Our dads taught us nothing

September 6, 2017 9:00 am

We have a proposal: Xaquín G.V. should consider writing educational e-textbooks. Because the graphic designer and journalist has a brilliant knack for explaining information using a combination of copy, illustrations and sometimes  animations that truly illuminate a lot of interesting data about what it means to be a human in the 21st century.
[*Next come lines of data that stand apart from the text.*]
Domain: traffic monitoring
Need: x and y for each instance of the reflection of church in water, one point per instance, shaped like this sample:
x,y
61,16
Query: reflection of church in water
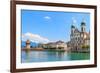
x,y
79,39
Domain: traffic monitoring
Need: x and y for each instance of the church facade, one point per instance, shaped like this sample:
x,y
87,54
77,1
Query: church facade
x,y
79,39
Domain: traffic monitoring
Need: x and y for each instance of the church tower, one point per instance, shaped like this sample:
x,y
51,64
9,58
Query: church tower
x,y
72,29
83,26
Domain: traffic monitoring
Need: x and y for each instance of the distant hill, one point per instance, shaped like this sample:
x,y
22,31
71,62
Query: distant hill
x,y
33,44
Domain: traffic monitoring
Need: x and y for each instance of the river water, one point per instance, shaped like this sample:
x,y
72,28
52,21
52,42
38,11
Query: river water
x,y
50,56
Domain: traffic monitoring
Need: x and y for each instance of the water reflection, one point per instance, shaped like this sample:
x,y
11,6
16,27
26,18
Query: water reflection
x,y
48,56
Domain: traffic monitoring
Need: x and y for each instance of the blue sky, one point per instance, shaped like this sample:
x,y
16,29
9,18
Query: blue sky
x,y
52,25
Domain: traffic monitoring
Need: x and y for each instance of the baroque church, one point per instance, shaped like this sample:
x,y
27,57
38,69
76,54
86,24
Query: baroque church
x,y
79,38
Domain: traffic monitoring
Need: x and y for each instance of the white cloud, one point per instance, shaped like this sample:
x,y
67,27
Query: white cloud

His latest creation, How To Fix a Toilet, is a website done in partnership with Google News Lab that shows our (the world’s) most popular How To searches, letting you toggle to see how other countries and backgrounds stack up — fixing a toilet is popular in the U.S., but fixing a refrigerator is of more importance in South Africa.

When it comes to searches about cooking, most folks ask Google how to make pancakes; about love, people mostly ask Google how to kiss and get pregnant (ah, adolescence); about fashion, most folks ask Google how to tie a tie.

There is a conspicuous lack of data about technology and sex, which ties back into the artist’s entire point of this project, which is, in his own words: “to highlight how much we depend on search to know ‘how to do’ everyday things: those that existed before the internet, those we would actually ask our parents, family, or friends.”

If you dig this site, check out Xaquín’s story on the connection between gestures and music or his graph of Goldilocks Worlds or his exceptionally designed (and lauded) NYT article on avalanches, Snow Fall.

It’s worth noting that Xaquín has good sense of humor (see the main image), and that’s the sugar that helps the medicine go down.